Senator Tim Ayres, the Assistant Minister for Trade and Manufacturing, was at Waratah this afternoon to meet management of Molycop, one of a number of Hunter industries that Senator Ayres said were threatened by spiralling gas and electricity prices.
Senator Ayres, an official with the metalworkers union before entering parliament, said he was familiar with the site, which first made steel in 1918 and which employed 500 people today. As well as the Comsteel electric-arc steelmaking furnace, the site was also "Australia's only manufacturer" of railway wheels and grinding balls for the mining industry.
"Companies like MolyCop and Tomago Aluminium and Orica are critical parts of Australia's industrial infrastructure and we need to make the sure the gas industry is giving them a fair shake, and right now they are not getting a fair deal," Senator Ayres said.
Senator Ayres said the Australian Competition and Consumer Commission had shown in this month's report on the gas industry that the gas majors were exporting "more than their contracted volumes" - meaning this gas could be redirected back to domestic markets without the gas companies breaching their contractual obligations.
In yesterday's Newcastle Herald, Business Hunter chief Bob Hawes revived calls for an east coast version of Western Australia's gas reservation laws, which force exporters to keep 15 per cent by volume of their production for the domestic market.
Mr Ayres said he did not favour this approach.
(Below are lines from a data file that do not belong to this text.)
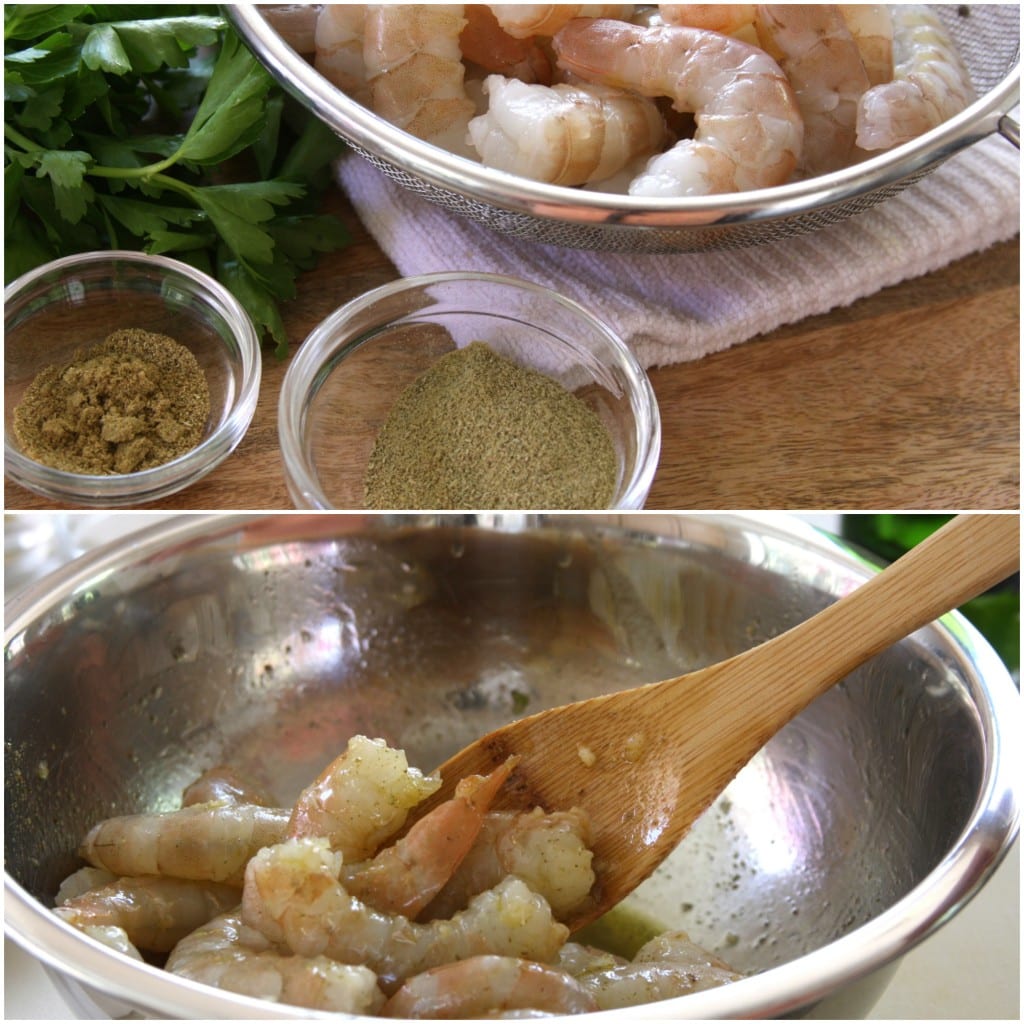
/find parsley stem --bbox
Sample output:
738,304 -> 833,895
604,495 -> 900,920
89,153 -> 178,178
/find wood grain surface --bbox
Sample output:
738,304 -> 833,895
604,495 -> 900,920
4,195 -> 1020,510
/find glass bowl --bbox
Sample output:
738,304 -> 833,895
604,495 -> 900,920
278,271 -> 662,509
4,250 -> 261,508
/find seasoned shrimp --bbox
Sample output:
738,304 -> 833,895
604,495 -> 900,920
755,4 -> 870,177
469,75 -> 666,185
857,4 -> 975,151
341,758 -> 515,920
181,765 -> 278,807
426,807 -> 596,921
79,803 -> 290,886
167,913 -> 384,1014
381,954 -> 597,1019
53,877 -> 241,953
288,736 -> 441,861
554,18 -> 804,196
487,3 -> 633,39
459,3 -> 551,85
313,3 -> 371,106
839,3 -> 893,85
577,932 -> 742,1010
362,4 -> 476,147
242,839 -> 568,992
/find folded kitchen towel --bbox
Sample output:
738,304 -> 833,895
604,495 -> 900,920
338,127 -> 1020,368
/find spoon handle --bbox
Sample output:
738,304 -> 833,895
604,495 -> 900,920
724,513 -> 1020,719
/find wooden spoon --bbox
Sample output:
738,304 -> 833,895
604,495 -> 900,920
421,514 -> 1020,930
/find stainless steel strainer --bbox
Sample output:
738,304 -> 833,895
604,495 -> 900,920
227,4 -> 1021,253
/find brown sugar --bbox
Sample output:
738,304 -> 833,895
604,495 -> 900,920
13,328 -> 210,476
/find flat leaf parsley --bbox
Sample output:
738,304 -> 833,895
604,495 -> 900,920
4,4 -> 349,354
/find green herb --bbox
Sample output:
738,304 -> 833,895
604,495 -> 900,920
4,4 -> 349,354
Labor was working with the existing Australian Domestic Gas Security Mechanism, and wanted gas companies to work voluntarily with government and industry.
"The time for a sensible gas reservation policy was when these gas (export) contracts were being negotiated by the Howard government," Senator Ayres said.
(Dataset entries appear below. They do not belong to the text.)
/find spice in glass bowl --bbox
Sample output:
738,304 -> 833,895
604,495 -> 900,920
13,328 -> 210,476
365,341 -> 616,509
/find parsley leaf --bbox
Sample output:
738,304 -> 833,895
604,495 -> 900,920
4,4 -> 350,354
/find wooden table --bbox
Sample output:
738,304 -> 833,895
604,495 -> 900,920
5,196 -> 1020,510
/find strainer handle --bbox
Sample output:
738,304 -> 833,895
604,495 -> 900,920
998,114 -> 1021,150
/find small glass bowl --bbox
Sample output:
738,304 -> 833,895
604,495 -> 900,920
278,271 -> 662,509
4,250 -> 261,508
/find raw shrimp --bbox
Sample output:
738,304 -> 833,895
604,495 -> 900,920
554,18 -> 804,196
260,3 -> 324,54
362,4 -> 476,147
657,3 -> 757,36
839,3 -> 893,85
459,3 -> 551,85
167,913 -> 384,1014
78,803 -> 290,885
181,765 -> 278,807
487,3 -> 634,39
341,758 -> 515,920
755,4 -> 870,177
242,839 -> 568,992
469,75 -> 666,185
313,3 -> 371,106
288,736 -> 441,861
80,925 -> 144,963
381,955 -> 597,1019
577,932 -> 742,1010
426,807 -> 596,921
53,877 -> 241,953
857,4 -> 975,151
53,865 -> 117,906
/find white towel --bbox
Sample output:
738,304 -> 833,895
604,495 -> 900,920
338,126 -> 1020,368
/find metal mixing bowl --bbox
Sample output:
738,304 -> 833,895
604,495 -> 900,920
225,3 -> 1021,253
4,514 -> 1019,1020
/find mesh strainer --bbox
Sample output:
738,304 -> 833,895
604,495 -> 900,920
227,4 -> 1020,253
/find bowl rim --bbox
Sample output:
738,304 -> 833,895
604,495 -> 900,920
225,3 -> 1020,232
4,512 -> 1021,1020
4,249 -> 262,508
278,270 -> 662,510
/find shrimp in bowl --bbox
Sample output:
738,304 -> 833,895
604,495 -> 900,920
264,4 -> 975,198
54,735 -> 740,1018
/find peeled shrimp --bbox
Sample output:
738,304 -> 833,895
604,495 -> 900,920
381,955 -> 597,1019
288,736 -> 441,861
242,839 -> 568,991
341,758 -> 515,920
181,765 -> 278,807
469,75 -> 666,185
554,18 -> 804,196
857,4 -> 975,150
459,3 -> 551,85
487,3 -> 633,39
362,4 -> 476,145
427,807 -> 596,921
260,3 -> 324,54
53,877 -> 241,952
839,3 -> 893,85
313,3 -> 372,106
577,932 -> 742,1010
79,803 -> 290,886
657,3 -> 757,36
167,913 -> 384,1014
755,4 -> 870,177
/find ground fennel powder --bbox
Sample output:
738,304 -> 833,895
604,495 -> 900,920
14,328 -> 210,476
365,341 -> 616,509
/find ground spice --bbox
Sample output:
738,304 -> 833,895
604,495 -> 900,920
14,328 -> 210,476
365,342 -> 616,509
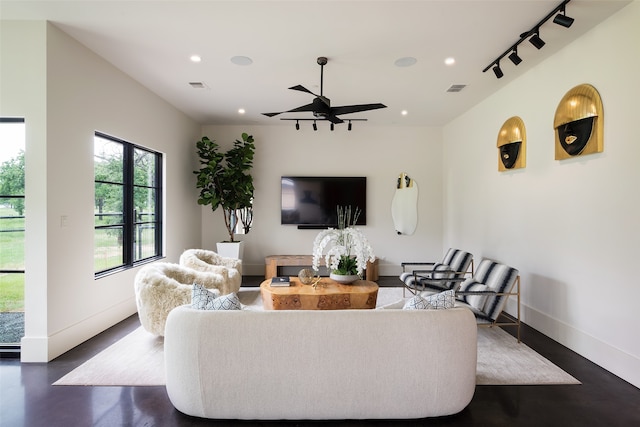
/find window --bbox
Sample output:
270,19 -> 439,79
0,117 -> 25,357
93,132 -> 162,276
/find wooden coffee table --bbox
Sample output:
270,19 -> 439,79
260,277 -> 378,310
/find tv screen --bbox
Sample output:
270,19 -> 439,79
281,176 -> 367,228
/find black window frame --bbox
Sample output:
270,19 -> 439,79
94,131 -> 164,279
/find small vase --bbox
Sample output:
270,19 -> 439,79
329,273 -> 360,285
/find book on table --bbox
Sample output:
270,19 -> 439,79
271,276 -> 291,286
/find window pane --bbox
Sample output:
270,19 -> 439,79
133,148 -> 156,187
0,273 -> 24,345
93,136 -> 124,183
134,224 -> 157,261
94,227 -> 124,271
94,182 -> 124,225
133,187 -> 156,222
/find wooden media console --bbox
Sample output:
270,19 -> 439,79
264,255 -> 378,282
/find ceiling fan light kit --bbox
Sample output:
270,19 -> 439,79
262,56 -> 387,126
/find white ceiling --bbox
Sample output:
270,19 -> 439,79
0,0 -> 630,126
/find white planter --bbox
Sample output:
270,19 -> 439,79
217,242 -> 244,259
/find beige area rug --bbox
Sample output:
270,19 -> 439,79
53,288 -> 580,386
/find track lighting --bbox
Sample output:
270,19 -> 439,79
529,29 -> 546,49
493,62 -> 504,79
509,47 -> 522,65
553,5 -> 573,28
482,0 -> 574,78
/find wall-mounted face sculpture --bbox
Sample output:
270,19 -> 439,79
497,116 -> 527,172
553,84 -> 604,160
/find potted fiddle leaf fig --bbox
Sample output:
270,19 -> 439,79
193,133 -> 255,258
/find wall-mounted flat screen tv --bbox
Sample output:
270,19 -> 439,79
281,176 -> 367,228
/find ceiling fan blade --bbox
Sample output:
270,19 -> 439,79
289,85 -> 318,96
331,104 -> 387,116
262,104 -> 314,117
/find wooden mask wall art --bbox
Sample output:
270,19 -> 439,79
553,84 -> 604,160
497,116 -> 527,172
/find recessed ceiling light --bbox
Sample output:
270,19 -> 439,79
231,56 -> 253,65
394,56 -> 418,67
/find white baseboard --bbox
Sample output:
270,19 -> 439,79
20,298 -> 137,363
505,297 -> 640,388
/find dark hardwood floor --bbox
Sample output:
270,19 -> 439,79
0,277 -> 640,427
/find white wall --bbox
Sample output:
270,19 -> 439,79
1,23 -> 200,362
200,122 -> 442,275
444,1 -> 640,386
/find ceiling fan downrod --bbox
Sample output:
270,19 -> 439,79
318,56 -> 328,96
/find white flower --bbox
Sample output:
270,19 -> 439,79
312,227 -> 375,276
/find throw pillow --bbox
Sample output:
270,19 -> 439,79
402,295 -> 434,310
206,293 -> 242,310
458,280 -> 492,311
403,290 -> 455,310
191,283 -> 220,310
423,289 -> 456,310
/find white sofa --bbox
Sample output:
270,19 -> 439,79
164,305 -> 477,420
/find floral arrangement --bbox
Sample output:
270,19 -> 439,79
312,206 -> 375,277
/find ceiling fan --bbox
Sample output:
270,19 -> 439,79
262,56 -> 387,124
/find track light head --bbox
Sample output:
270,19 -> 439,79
529,30 -> 546,49
493,63 -> 504,79
509,48 -> 522,65
553,11 -> 574,28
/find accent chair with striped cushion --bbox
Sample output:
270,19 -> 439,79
456,259 -> 520,341
400,248 -> 473,293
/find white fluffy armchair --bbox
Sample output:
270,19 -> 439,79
180,249 -> 242,282
134,262 -> 239,336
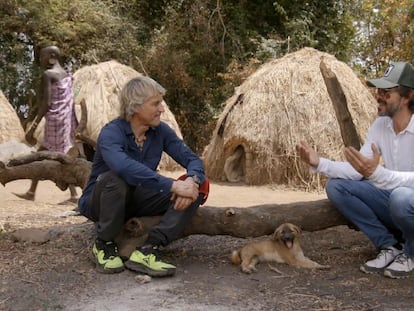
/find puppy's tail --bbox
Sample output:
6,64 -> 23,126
230,250 -> 241,265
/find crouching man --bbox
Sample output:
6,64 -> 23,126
79,77 -> 206,276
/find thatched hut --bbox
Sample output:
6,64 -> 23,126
0,91 -> 24,143
203,48 -> 376,188
39,60 -> 182,170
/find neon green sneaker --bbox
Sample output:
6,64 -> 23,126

Senator Ayres said Labor had a three-point plan to "get the best deal for industry" and domestic users.
The first point revolved around using an existing federal process, the Australian Domestic Gas Security Mechanism, which was introduced in 2017 by the Turnbull government and which Senator Ayres described yesterday as a "weak and insufficient mechanism".
Because of this, the second point centred on reforms to the gas security mechanism, to broaden it and to ensure it worked to secure domestic supply.
The third point was negotiating with gas exporters to voluntarily change the way they operated.
"I just want to say this to the gas industry," Senator Ayres said.
"If we are the world's largest (seaborne) exporter of (liquified natural) gas (LNG), there is plenty of uncontracted gas for Australian industry.
"There is a requirement, a social licence, a moral obligation on the Australian gas sector who are exporting Australian gas overseas at very high prices, to ensure that they recognise they operate under a social licence, by coming to a heads of agreement with the Australian government, and resolving these questions in time, and provide certainty and security and reasonable prices for Australian industry."
The safeguard mechanism is due to expire at the end of this year and Senator Ayres said the government had begun consultations on extending it until 2030.
Senator Ayres said Australia could still use and export gas and meet its 2030 and 2050 climate targets and anyone who said otherwise was "dead wrong".
He said Australia would account for Scope One and Scope Two emissions and the Scope Three emissions - those produced by the burning of coal and gas - belonged in the carbon balances of the nations we exported to.
He said the short term reality was that the Russian invasion of Ukraine had reduced global gas supplies and forced up prices.
Australian industry and households were suffering and the government was working to find solutions "for the next six months, 12 months, 18 months".